As always, pretty much anything TKOS says is correct,
With fishless cycling there are only a few ways to do it without harming fish.
#1. Add a few very small fish to a large volume of water, watch parrameters, do water changes if needed, and wait it out. once the cycle is estabilished and working, add one or two more fish at a time with a week or two in between, watching levels and doing water changes if you see a spike.
#2. adde several fish, do water tests 2-4 times a day, change water 2-4 time per day to keep the levels of ammonia and nitrate low, and still wait about the same amount of time, and then slowly add fish and watch levels to make sure there are no spikes, More risk, a lot more work, same amount of time.
#3. add a few fish, add bio-spira, or a bacteria seed from another tank (Filter media, gravel, mulm etc.) watch levels, do water changes if needed, and be prepared to try a couple of times with the bio-spira or bacterai seed.
With the starter colony of bacteria, you should see results much quicker but it still usually takes a couple of weeks to be able to handle the bio-load of the fish. at which time you can slowly add a few fish at a time while watching for spikes. This method speeds things up, but unless you transfer/add enough bacteria to handle the entire bio-load, it still won't go real quickly.

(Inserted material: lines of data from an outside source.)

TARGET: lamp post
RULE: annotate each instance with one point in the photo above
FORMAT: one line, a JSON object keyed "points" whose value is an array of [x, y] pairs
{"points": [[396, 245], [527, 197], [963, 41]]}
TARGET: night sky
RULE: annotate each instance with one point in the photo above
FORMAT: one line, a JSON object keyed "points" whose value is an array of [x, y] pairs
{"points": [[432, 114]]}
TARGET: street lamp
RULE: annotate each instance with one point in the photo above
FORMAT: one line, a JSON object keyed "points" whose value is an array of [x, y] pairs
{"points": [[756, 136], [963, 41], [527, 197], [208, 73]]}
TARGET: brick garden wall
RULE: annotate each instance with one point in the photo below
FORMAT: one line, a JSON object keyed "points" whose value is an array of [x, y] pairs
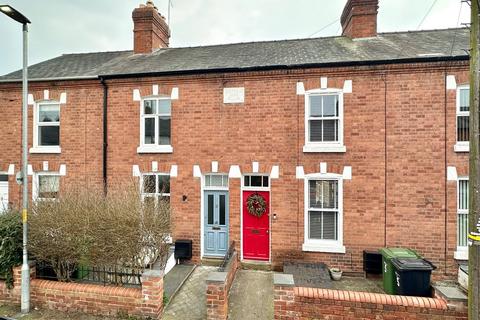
{"points": [[313, 303], [146, 301]]}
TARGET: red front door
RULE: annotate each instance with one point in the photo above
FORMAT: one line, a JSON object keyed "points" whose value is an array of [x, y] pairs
{"points": [[256, 237]]}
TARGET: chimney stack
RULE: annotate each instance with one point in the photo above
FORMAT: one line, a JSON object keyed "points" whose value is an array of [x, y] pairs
{"points": [[150, 30], [359, 19]]}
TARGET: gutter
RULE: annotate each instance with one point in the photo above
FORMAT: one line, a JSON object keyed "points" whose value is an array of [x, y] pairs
{"points": [[105, 134]]}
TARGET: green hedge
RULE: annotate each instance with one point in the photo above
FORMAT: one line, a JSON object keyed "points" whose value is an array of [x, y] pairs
{"points": [[10, 244]]}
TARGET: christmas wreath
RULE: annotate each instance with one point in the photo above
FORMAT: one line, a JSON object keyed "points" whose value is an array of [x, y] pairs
{"points": [[256, 205]]}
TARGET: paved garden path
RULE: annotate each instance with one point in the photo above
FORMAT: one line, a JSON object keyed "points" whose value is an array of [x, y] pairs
{"points": [[251, 296], [190, 301]]}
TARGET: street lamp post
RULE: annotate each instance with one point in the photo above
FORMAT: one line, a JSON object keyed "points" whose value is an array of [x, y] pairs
{"points": [[17, 16]]}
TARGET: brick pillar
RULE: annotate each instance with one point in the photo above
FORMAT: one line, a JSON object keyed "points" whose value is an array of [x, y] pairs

With the set-up you have and TKOS's advice you should be in good shape, once you get the levels below toxic, things will be fine for your fish as well. since you are already a few weeks into things should begin progressing for you. The cycle actually hurts the start-up. It does contain a bacteria that does eat ammonia, but it is not the same type that lives in our tank long term. so it eats the ammonia, and then dies. And from all of the stories I've heard it leaves a lot of nitrate in it's wake, but doesn't leave an estabilished cycle at all. If you have chloramines and use a common or simple dechlorinator, it removes the chlorine and leaves ammonia. Prime is really good stuff in so many ways it isn't funny, bottom line is if you have chloramines it is one of only two products I would use.
It removes the chlorine and binds the ammonia into harmless ammonium which will still feed you bacteria, but won't hurt your fish. If you ammonia test kit only has one bottle, it will show ammonia and ammonium both, and it will look like your ammonia is very high when it probably isn't with prime in the water. If you ammonia test kit has two bottles, it will seperate the two and only show you toxic ammonia levels not ammonium.